# Plans for workbench with inverted power tool storage.



## cisco1011 (Oct 4, 2011)

Saw plans for a homemade workbench with inverted power tool storage. Like 4x8 or larger attached to lumber, with sections cut out and power tools attached and turned upside down in bench when not in use. Top could then be used for whatever needed. Do not remember where I saw it on the internet, help. Thanks. :thumbsup:


----------



## BradB (Jun 9, 2010)

Is this what you were looking for?

http://www.woodstore.net/flwoce.html


----------



## cisco1011 (Oct 4, 2011)

Like that, but, on a larger scale. For like a belt sander, drill press, grinder, scroll saw, etc. Thanks for the reply. :thumbsup:


----------



## davester84 (Aug 28, 2012)

Did you by chance find the plans? I'd like to do the same thing. 
Thanks


----------



## cisco1011 (Oct 4, 2011)

No, have not found it yet, but, still trying, thanks. :smile:


----------



## jharris2 (Jul 9, 2012)

http://tcs-knox.com/MyWorkbench.htm

Or this one if you simply configure it so that your machines can be shelved under the bench and placed on top for use.

http://www.thisoldhouse.com/toh/m/how-to/intro/0,,20390500,00.html

Or... build flip-top carts for your machines. If you mount only one machine per cart you can park them under a bench designed for this purpose when their not in use.

You can also roll them out with the machines in the down position and use them as saw horses. 

These carts have +/- 24"X24" foot print so theoretically you could park 6 of them under a 4'x6' bench leaving the bench top clear for assembly, finishing etc.

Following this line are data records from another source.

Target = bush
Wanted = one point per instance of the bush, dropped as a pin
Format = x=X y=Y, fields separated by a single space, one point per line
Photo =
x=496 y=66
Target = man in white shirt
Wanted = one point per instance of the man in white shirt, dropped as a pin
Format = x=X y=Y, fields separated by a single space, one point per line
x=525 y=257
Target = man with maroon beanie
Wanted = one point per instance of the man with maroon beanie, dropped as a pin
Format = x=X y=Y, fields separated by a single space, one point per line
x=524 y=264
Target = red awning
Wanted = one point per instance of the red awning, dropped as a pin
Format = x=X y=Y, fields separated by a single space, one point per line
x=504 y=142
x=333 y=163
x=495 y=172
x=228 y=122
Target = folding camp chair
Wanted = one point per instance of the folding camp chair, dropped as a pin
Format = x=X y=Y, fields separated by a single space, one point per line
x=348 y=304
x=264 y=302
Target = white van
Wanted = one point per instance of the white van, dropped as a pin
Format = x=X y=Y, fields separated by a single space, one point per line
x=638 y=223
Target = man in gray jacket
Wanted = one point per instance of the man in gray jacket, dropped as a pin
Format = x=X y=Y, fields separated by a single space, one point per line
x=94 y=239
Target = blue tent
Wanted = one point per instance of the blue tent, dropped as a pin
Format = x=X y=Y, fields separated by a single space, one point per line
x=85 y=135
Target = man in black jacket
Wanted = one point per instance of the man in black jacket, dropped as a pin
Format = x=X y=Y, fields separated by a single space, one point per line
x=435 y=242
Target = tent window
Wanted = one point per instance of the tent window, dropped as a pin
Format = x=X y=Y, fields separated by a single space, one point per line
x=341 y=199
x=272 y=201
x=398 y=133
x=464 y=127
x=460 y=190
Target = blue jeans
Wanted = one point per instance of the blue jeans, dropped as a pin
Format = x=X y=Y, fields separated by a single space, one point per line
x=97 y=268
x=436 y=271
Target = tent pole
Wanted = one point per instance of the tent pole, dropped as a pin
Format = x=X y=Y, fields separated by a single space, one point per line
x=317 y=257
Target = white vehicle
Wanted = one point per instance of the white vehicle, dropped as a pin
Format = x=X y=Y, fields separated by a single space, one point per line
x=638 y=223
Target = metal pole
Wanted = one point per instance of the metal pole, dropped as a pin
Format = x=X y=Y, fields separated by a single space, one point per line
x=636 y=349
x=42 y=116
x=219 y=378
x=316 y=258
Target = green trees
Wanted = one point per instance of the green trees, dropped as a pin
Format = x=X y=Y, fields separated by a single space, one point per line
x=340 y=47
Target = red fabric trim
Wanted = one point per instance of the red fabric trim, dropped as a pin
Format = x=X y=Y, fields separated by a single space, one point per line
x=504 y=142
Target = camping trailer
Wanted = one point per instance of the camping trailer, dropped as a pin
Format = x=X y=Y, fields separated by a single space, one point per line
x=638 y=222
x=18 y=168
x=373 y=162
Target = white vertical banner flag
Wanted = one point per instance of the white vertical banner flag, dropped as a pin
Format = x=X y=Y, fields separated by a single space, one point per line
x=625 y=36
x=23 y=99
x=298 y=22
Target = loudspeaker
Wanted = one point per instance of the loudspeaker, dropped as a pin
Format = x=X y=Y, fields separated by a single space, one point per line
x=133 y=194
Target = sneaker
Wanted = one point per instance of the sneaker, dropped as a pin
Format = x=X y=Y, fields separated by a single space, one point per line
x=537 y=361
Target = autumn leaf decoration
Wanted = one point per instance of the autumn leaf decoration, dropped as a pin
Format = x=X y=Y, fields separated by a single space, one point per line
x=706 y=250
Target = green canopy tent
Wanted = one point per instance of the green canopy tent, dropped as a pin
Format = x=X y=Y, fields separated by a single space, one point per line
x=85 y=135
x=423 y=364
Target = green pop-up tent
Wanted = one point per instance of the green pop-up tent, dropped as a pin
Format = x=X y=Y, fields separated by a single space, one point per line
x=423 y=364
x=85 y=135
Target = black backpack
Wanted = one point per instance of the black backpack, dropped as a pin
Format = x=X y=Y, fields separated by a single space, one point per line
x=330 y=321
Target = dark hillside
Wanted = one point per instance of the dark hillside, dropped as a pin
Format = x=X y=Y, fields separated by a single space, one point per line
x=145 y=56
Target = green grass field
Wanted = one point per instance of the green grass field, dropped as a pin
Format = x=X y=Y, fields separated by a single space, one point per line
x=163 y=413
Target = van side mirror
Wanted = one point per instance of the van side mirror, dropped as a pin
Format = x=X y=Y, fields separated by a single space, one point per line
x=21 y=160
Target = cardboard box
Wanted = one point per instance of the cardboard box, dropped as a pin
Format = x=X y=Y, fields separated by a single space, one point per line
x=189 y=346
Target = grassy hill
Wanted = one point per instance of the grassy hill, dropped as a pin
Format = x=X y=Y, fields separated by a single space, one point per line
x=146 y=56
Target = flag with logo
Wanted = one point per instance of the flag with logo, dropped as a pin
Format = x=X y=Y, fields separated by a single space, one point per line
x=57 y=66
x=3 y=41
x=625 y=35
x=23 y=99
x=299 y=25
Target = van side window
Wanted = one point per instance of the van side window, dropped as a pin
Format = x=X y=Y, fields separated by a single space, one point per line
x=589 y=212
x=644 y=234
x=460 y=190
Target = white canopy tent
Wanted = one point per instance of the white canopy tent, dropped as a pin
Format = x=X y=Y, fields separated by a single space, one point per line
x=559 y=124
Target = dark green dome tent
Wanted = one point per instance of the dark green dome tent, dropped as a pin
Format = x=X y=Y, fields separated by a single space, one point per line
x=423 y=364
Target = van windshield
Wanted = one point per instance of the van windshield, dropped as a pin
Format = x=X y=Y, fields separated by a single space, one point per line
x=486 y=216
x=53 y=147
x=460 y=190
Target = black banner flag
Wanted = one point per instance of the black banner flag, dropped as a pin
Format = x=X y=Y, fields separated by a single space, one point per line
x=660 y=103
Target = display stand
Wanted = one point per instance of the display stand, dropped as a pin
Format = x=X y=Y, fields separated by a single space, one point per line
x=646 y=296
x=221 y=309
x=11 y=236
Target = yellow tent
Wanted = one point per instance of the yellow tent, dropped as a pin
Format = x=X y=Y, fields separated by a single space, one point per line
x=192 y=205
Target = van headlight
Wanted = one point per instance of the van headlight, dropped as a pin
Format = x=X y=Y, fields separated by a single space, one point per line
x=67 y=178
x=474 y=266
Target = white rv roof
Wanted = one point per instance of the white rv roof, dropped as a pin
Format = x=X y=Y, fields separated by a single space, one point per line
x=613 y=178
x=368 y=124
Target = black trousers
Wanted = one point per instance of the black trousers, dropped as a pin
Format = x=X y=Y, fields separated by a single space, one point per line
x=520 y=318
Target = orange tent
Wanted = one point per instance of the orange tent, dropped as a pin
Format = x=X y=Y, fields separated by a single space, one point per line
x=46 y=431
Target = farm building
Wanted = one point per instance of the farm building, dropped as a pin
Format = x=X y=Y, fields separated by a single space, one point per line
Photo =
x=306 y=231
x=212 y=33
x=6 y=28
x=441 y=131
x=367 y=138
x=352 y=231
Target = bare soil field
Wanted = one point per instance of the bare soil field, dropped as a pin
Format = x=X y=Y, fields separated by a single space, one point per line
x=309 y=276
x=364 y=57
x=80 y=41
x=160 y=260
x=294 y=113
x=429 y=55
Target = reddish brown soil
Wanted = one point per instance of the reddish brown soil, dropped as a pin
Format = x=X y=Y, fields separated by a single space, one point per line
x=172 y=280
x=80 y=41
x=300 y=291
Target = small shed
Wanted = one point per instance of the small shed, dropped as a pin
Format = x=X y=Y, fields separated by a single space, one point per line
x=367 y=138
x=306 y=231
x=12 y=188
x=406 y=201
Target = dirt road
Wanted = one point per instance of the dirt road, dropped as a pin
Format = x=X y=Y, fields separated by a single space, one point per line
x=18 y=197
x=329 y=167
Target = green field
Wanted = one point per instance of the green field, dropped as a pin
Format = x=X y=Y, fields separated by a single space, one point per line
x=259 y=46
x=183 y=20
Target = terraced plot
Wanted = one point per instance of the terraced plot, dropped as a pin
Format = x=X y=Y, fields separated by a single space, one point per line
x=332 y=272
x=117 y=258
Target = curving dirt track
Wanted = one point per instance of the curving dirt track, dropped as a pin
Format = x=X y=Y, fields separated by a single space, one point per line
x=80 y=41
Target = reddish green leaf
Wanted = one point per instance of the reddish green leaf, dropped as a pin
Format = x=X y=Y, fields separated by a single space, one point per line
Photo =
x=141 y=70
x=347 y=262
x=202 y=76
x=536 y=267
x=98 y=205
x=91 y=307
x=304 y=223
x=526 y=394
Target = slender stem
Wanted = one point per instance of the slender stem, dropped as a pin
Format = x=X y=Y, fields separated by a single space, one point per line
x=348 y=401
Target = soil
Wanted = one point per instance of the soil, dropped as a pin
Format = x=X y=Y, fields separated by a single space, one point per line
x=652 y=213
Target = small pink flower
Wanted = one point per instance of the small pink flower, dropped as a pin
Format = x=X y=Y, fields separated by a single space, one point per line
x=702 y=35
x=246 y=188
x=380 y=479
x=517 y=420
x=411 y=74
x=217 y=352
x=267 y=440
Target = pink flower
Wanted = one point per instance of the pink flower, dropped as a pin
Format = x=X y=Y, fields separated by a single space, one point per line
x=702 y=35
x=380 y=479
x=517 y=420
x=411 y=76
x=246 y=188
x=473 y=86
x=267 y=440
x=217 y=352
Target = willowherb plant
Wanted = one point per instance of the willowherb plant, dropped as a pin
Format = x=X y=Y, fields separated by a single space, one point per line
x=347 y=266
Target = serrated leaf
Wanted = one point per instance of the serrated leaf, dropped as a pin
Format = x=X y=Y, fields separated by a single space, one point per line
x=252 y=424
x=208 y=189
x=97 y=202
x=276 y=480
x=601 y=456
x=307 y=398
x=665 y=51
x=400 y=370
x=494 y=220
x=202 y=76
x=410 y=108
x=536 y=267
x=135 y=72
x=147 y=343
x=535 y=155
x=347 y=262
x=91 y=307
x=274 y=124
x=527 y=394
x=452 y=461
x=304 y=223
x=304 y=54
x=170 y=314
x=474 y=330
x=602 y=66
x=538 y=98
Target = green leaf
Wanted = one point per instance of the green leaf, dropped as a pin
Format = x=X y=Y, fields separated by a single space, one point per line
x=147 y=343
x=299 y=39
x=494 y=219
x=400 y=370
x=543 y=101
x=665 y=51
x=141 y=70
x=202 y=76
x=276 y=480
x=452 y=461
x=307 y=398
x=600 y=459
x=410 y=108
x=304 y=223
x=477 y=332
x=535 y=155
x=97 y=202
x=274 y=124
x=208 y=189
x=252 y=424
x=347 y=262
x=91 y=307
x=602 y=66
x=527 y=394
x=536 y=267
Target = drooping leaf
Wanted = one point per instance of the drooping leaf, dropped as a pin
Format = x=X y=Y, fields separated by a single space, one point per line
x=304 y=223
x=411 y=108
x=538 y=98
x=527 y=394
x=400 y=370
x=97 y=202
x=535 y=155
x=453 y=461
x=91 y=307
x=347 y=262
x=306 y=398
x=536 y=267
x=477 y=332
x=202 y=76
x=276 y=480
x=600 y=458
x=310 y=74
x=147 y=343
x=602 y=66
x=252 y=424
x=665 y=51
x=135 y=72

http://www.google.com/search?hl=en&...41338691&qsubts=1355174101101&q=flip+top+cart

You could substitute one or two rolling shop carts for flip-tops for drawer or shelf storage. 

http://www.google.com/url?sa=t&sour...zIDYCg&usg=AFQjCNEylDTZ4vnEu0lcY5YLQXSebE_7OQ


http://www.woodworkingtalk.com/f13/another-flip-top-cart-45326/


----------